Elective healthcare services were reduced significantly both in inpatient and outpatient settings. Visits to physicians were reduced to a minimum, and consults were shifted to tele-medicine. Patients were instructed not to go physically to healthcare facilities, and have been directed to contact their physicians primarily by phone or email. Regular diagnostic exams were also reduced significantly in order to give priority to COVID-19 diagnostic.
Disabled people living in the community are facing challenges in receiving the regular healthcare and day-to-day assistance that they are used to receiving, and those living in institutions such as long-term care institutions and mental health residences are still being cared for in these institutions.
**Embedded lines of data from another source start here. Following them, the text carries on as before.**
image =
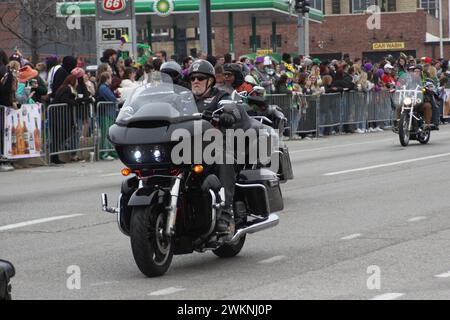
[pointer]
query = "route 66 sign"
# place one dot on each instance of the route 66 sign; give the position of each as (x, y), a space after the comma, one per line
(114, 6)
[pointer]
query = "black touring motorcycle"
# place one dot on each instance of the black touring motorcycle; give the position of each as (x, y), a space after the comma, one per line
(411, 125)
(171, 209)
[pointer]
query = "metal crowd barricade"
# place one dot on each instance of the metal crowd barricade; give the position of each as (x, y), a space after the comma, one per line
(330, 113)
(286, 103)
(2, 129)
(106, 113)
(381, 107)
(69, 129)
(354, 109)
(309, 116)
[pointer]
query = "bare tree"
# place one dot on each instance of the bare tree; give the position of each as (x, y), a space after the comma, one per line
(34, 23)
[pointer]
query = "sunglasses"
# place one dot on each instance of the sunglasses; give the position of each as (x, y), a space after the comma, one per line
(199, 78)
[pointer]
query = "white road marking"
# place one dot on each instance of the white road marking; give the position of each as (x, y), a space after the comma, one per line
(417, 219)
(443, 275)
(272, 260)
(339, 146)
(352, 236)
(388, 164)
(388, 296)
(166, 291)
(98, 284)
(38, 221)
(111, 175)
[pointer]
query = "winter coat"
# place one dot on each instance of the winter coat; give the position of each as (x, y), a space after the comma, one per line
(69, 63)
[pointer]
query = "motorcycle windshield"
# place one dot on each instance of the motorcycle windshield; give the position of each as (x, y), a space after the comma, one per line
(410, 86)
(158, 100)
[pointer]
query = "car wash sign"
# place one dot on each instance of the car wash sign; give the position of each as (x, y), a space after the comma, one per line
(116, 26)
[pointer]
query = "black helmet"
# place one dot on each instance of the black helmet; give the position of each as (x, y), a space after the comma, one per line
(202, 66)
(237, 71)
(170, 67)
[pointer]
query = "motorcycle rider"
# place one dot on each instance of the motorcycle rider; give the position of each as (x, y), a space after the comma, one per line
(202, 78)
(262, 75)
(425, 108)
(235, 78)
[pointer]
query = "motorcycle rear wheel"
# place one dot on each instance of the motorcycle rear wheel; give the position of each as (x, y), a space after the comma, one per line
(230, 250)
(425, 138)
(403, 129)
(152, 249)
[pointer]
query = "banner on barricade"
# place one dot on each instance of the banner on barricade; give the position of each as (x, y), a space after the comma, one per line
(22, 132)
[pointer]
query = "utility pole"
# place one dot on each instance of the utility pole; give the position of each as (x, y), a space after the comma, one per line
(441, 30)
(302, 10)
(205, 26)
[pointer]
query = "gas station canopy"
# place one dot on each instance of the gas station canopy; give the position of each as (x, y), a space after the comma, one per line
(185, 14)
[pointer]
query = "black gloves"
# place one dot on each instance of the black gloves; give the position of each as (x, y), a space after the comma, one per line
(227, 120)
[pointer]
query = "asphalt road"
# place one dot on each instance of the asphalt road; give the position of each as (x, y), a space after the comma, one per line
(364, 218)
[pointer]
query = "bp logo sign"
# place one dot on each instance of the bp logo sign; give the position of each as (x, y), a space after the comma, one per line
(163, 8)
(114, 6)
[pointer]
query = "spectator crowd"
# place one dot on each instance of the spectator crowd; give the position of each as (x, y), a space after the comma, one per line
(68, 81)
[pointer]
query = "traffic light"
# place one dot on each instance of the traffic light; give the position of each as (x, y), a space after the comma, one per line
(302, 6)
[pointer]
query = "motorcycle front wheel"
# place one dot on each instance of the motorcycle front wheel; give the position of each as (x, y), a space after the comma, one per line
(152, 249)
(424, 138)
(403, 129)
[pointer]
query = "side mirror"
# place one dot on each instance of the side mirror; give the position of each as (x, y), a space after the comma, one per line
(259, 90)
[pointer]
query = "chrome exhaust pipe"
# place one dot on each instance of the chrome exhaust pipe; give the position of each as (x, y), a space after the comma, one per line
(261, 224)
(105, 207)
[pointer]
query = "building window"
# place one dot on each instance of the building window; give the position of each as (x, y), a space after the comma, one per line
(392, 5)
(278, 41)
(258, 42)
(431, 6)
(317, 4)
(336, 7)
(360, 6)
(160, 32)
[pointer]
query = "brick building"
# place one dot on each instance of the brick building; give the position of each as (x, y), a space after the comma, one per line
(406, 26)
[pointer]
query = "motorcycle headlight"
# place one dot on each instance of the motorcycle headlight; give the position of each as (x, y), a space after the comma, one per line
(144, 154)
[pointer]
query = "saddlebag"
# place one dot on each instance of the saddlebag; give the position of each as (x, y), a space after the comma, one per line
(260, 190)
(285, 167)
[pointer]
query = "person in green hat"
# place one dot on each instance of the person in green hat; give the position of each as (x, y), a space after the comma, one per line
(317, 61)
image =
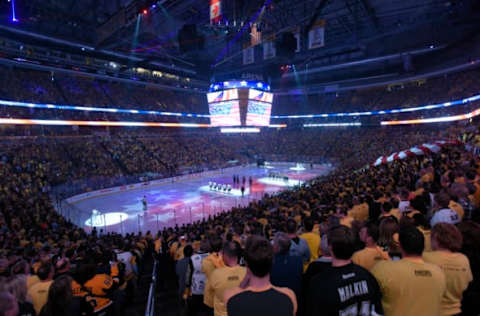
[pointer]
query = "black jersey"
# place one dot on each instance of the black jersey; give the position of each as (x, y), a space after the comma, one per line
(349, 290)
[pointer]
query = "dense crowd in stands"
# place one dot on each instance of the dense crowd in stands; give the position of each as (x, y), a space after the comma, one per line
(45, 87)
(399, 239)
(435, 90)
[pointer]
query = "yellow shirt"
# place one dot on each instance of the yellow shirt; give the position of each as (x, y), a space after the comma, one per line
(427, 236)
(359, 212)
(393, 212)
(346, 221)
(313, 241)
(410, 287)
(458, 275)
(31, 280)
(457, 208)
(212, 262)
(476, 195)
(221, 280)
(39, 294)
(428, 177)
(369, 257)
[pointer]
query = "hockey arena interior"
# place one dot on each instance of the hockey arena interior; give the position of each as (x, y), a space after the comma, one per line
(240, 158)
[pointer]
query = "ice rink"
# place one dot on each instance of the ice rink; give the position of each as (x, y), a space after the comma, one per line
(187, 200)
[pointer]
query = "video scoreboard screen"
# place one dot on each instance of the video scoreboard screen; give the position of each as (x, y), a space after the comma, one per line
(261, 96)
(258, 113)
(244, 107)
(220, 96)
(259, 108)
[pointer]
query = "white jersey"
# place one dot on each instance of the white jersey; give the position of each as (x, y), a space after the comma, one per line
(198, 277)
(126, 257)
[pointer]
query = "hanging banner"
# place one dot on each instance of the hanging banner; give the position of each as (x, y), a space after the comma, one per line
(215, 11)
(316, 36)
(269, 50)
(255, 35)
(248, 55)
(297, 37)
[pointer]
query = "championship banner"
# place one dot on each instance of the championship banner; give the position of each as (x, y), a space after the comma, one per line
(316, 36)
(256, 35)
(248, 55)
(269, 50)
(215, 11)
(297, 37)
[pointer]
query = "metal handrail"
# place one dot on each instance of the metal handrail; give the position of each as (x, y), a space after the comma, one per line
(150, 310)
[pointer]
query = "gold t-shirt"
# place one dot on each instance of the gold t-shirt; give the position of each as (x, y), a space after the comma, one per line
(220, 280)
(369, 257)
(410, 287)
(39, 294)
(458, 275)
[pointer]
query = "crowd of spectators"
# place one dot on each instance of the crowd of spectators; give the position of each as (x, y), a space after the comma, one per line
(31, 230)
(47, 87)
(434, 90)
(380, 241)
(399, 239)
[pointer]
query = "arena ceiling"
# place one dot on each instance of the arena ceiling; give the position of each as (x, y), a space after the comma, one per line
(355, 29)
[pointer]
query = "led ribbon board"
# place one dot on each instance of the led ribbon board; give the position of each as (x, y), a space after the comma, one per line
(195, 115)
(10, 121)
(382, 112)
(435, 119)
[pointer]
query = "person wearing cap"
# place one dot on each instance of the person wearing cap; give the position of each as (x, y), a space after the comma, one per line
(196, 279)
(372, 253)
(62, 267)
(446, 243)
(410, 286)
(287, 269)
(256, 295)
(344, 288)
(444, 214)
(225, 278)
(39, 291)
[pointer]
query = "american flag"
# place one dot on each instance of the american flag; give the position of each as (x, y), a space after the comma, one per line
(258, 113)
(260, 96)
(225, 114)
(215, 11)
(221, 96)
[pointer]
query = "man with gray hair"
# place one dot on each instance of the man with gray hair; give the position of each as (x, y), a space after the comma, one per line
(318, 266)
(287, 269)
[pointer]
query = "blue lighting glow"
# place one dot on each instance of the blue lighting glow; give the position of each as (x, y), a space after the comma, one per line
(259, 85)
(14, 17)
(381, 112)
(95, 109)
(134, 111)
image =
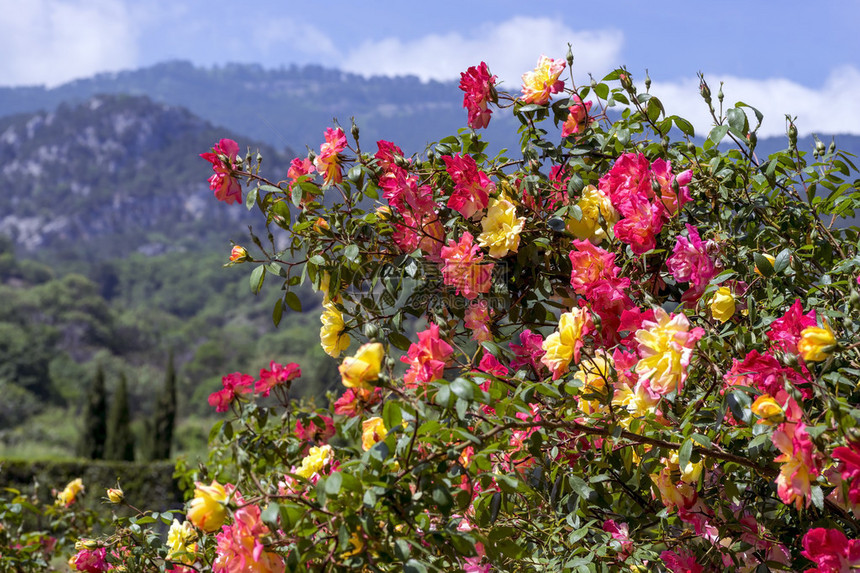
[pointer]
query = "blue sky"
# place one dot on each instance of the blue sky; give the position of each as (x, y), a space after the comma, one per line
(784, 57)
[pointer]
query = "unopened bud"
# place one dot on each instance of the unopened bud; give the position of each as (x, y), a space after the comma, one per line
(705, 90)
(320, 225)
(383, 212)
(371, 331)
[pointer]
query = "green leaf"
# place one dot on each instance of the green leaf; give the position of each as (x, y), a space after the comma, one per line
(463, 388)
(684, 453)
(530, 107)
(738, 120)
(763, 265)
(817, 497)
(392, 416)
(278, 311)
(270, 516)
(782, 260)
(399, 341)
(256, 280)
(578, 485)
(685, 126)
(271, 189)
(332, 483)
(413, 566)
(351, 252)
(251, 199)
(495, 504)
(718, 133)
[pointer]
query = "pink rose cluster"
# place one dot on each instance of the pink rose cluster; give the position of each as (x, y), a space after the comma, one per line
(237, 384)
(420, 226)
(643, 193)
(479, 87)
(223, 159)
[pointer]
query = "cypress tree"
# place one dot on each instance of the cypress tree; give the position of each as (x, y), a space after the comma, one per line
(164, 418)
(92, 441)
(120, 440)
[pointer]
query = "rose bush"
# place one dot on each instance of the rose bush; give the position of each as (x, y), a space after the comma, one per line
(618, 350)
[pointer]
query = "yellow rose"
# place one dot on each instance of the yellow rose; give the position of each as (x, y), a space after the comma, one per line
(360, 370)
(70, 493)
(766, 408)
(593, 204)
(180, 542)
(372, 431)
(208, 509)
(816, 344)
(115, 495)
(501, 228)
(722, 304)
(332, 336)
(563, 345)
(318, 457)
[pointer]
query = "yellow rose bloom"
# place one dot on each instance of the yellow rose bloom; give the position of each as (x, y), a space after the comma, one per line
(563, 345)
(115, 495)
(208, 509)
(593, 204)
(70, 493)
(636, 401)
(816, 344)
(372, 431)
(766, 408)
(332, 336)
(180, 542)
(318, 457)
(666, 347)
(501, 227)
(360, 370)
(722, 304)
(357, 545)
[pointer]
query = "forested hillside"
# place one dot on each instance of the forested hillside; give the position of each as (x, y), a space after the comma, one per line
(111, 255)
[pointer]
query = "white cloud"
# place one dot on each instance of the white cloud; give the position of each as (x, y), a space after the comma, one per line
(288, 35)
(510, 48)
(54, 41)
(831, 108)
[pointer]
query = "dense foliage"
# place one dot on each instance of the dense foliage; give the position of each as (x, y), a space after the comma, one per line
(619, 350)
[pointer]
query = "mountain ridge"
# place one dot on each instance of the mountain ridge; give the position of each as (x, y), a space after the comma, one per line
(118, 171)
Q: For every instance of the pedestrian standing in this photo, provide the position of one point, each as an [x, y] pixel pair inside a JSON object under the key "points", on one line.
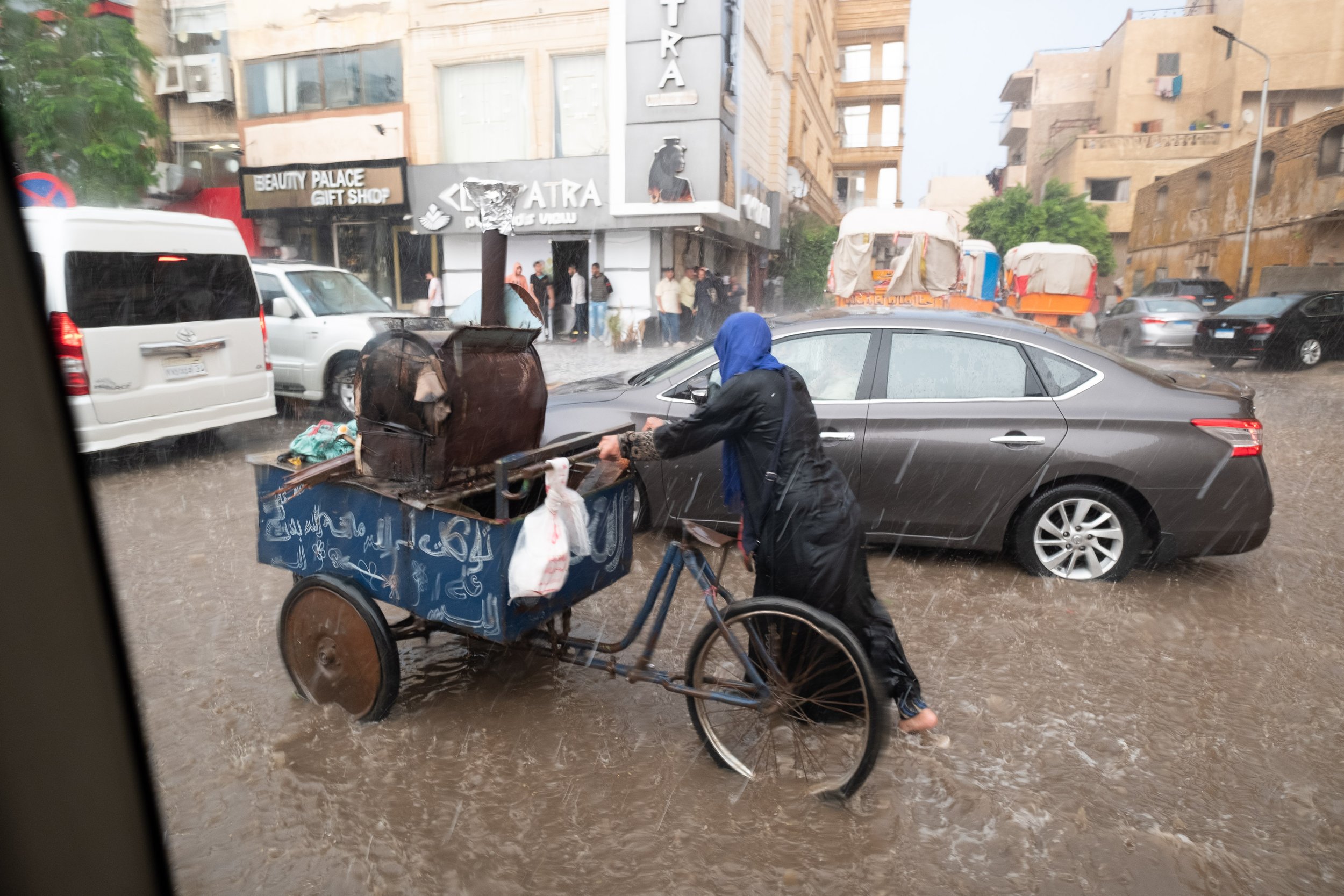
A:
{"points": [[805, 535], [706, 305], [600, 293], [545, 292], [667, 296], [578, 295], [436, 295]]}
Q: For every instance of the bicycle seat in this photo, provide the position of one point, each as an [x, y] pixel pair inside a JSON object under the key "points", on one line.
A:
{"points": [[706, 535]]}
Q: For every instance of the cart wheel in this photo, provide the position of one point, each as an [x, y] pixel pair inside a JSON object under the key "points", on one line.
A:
{"points": [[826, 722], [338, 648]]}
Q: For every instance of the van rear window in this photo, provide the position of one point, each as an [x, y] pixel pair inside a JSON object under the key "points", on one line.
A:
{"points": [[135, 289]]}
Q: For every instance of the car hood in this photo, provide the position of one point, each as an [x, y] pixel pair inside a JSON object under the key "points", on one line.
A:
{"points": [[597, 389]]}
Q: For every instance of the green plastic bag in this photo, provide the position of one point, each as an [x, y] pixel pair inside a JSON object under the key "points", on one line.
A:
{"points": [[323, 441]]}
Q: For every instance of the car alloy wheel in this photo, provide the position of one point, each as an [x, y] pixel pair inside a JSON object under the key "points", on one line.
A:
{"points": [[1078, 539], [1310, 353]]}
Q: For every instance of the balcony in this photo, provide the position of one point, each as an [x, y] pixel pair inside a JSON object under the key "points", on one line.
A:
{"points": [[1015, 127]]}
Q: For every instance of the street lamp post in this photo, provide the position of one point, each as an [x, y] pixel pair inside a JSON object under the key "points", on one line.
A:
{"points": [[1242, 280]]}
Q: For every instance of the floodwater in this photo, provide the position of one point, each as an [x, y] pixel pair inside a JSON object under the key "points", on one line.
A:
{"points": [[1179, 733]]}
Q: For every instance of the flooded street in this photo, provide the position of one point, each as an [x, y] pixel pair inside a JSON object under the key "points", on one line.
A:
{"points": [[1178, 733]]}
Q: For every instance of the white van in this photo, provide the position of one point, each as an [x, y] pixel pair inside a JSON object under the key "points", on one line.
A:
{"points": [[156, 321]]}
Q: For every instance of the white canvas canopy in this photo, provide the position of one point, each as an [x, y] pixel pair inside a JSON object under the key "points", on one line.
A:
{"points": [[1058, 269], [929, 264]]}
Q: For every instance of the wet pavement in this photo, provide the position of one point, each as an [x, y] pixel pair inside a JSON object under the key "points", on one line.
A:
{"points": [[1178, 733]]}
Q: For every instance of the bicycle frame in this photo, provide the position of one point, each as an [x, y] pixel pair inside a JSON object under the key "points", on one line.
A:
{"points": [[676, 556]]}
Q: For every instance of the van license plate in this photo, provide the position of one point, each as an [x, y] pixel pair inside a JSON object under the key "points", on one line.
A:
{"points": [[181, 369]]}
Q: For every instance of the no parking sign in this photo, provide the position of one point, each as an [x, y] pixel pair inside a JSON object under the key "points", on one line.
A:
{"points": [[41, 189]]}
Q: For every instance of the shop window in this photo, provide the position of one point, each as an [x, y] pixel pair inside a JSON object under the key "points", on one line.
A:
{"points": [[894, 61], [891, 124], [1108, 190], [1331, 160], [1203, 184], [484, 113], [1265, 181], [580, 105], [888, 189], [854, 127], [858, 63], [364, 77]]}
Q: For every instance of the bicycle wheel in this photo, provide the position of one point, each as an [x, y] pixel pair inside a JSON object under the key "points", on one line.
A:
{"points": [[824, 723]]}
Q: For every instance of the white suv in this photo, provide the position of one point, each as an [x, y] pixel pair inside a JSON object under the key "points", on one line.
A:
{"points": [[318, 319], [155, 320]]}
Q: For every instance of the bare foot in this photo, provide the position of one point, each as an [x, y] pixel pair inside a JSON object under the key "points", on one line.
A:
{"points": [[924, 722]]}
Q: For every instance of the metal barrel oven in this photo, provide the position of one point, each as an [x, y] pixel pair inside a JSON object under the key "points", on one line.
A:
{"points": [[432, 399]]}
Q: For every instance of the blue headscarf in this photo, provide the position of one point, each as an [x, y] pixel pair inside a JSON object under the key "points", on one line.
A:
{"points": [[742, 345]]}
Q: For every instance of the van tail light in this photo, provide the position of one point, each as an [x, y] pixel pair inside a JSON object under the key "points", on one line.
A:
{"points": [[265, 340], [70, 354], [1242, 434]]}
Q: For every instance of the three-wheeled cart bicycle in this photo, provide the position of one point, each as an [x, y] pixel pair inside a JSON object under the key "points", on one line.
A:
{"points": [[775, 687]]}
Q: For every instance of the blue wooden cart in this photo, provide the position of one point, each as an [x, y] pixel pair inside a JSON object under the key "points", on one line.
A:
{"points": [[757, 668]]}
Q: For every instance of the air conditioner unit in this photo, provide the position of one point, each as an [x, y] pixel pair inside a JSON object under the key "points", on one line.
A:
{"points": [[209, 78], [168, 76]]}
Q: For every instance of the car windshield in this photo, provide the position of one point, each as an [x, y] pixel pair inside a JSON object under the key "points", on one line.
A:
{"points": [[1260, 307], [335, 292], [1174, 307]]}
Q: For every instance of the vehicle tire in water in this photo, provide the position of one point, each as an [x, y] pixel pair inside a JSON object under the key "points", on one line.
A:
{"points": [[824, 722], [337, 647], [1078, 532], [1308, 354], [343, 388]]}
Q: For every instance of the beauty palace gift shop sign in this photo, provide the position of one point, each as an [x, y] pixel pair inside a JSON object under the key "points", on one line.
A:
{"points": [[346, 186]]}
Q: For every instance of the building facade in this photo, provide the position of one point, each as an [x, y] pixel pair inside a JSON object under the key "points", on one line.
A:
{"points": [[1192, 222], [871, 41], [1164, 92]]}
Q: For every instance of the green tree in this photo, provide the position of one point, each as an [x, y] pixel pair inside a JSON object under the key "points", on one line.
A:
{"points": [[804, 261], [74, 104], [1062, 217]]}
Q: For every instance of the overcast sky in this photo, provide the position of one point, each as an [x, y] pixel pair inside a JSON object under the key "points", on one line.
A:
{"points": [[961, 53]]}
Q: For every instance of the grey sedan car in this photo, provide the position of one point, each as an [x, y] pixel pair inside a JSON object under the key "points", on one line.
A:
{"points": [[976, 432], [1139, 324]]}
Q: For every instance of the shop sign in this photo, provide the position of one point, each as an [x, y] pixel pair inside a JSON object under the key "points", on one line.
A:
{"points": [[346, 186]]}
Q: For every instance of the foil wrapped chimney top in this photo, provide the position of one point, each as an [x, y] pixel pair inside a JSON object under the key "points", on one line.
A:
{"points": [[495, 200]]}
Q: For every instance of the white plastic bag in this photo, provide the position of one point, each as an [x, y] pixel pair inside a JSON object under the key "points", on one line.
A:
{"points": [[550, 535]]}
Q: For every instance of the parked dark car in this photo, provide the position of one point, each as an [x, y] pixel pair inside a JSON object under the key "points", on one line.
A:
{"points": [[976, 432], [1293, 329], [1143, 324], [1211, 295]]}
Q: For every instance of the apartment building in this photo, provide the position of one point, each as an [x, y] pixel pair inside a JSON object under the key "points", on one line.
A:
{"points": [[646, 135], [1164, 92], [871, 39], [1192, 224]]}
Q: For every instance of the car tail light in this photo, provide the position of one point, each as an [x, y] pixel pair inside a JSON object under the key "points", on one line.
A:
{"points": [[70, 354], [265, 340], [1242, 434]]}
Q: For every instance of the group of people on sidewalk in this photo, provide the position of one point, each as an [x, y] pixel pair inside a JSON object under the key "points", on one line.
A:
{"points": [[695, 307], [692, 308]]}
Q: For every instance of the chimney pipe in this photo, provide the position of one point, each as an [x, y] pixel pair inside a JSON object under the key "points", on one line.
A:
{"points": [[495, 202]]}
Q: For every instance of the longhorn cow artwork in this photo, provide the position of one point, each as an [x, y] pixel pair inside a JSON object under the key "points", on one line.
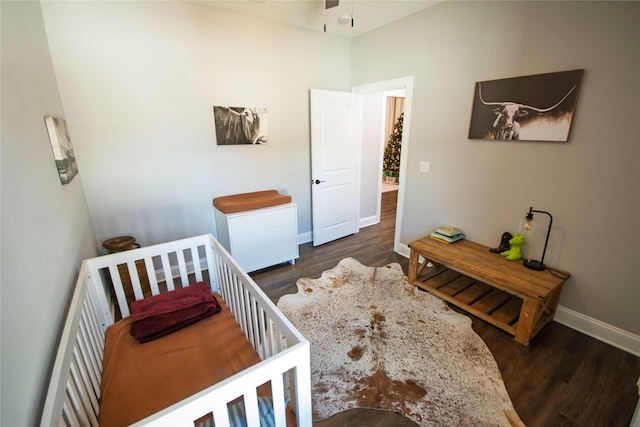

Yet, the latter are not allowed to visit family or receive visits.
In order to maintain regular non-COVID-19 service delivery, health plans transferred most outpatient services to telemedicine platforms including consultations with GPs, paediatricians, specialists and physical visits have been reduced to a minimum. Yet, individuals have foregone treatment.
Health plans have rearranged their clinics to receive patients: prior the entrance to the establishment visitors are symptom tested, including fever; a separate room was allocated to COVID-19 patients, usually a room next to the entrance, to reduce changes of contagion.
Pharmaceuticals are being delivered to patients’ homes and visits to pharmacies were reduced to a minimum.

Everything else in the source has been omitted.